But the regulator said there are two aspects of wind-down planning which firms tend to overlook: a communications plan and an assessment of intra-group relationships.

The regulator said: “An effective communications plan can help to deliver a more effective wind-down process and ensure appropriate and timely action from all key stakeholders.

“If a firm is part of a larger group, its wind-down plan will often be affected by the availability or the withdrawal of group financial support, processing capabilities and shared staff and facilities.

“If the entity has been relying on support and services from the wider group, then it is prudent to consider if these resources would still be available during the wind-down.”

The FCA said an effective wind-down plan should help a failing firm to cease its regulated activities and achieve cancellation of permission with minimal adverse impact on its clients, counterparties and the wider markets.

In its guidance consultation the FCA said: “There is no guarantee that a normally functioning firm will not fail in the future.

“Failure of a firm could occur suddenly.
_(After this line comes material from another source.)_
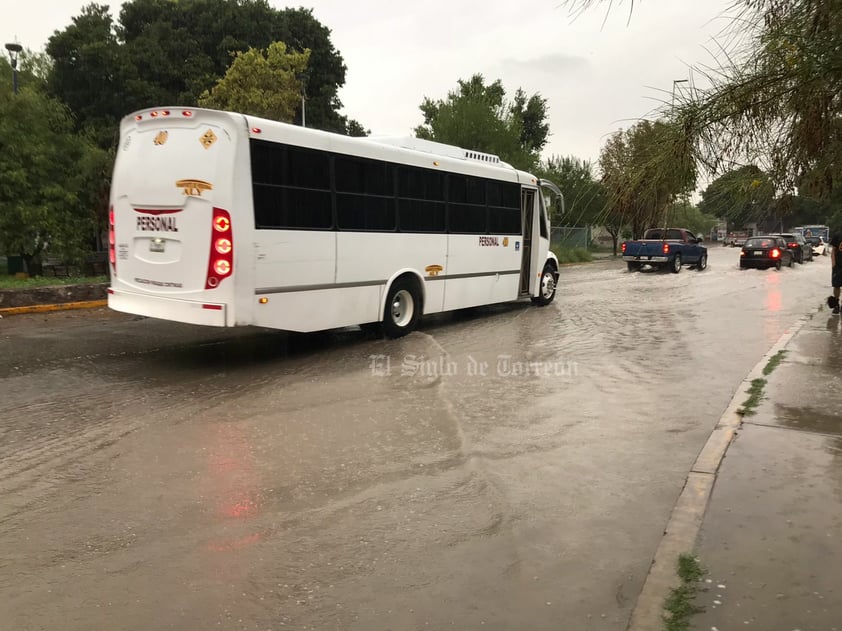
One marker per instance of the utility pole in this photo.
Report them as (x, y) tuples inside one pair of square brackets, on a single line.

Without proper advance planning, a firm running into difficulties has an increased likelihood of a disorderly wind-down, leading to consumer detriment and/or potentially adverse effects in the market.”

Keith Richards, chief executive of the Personal Finance Society, said it is vital that advisers winding down their businesses think about the ongoing liabilities they face.

But he said there is probably more demand from advisers for information about how to realise embedded value in their business than for what they should do to wind it down.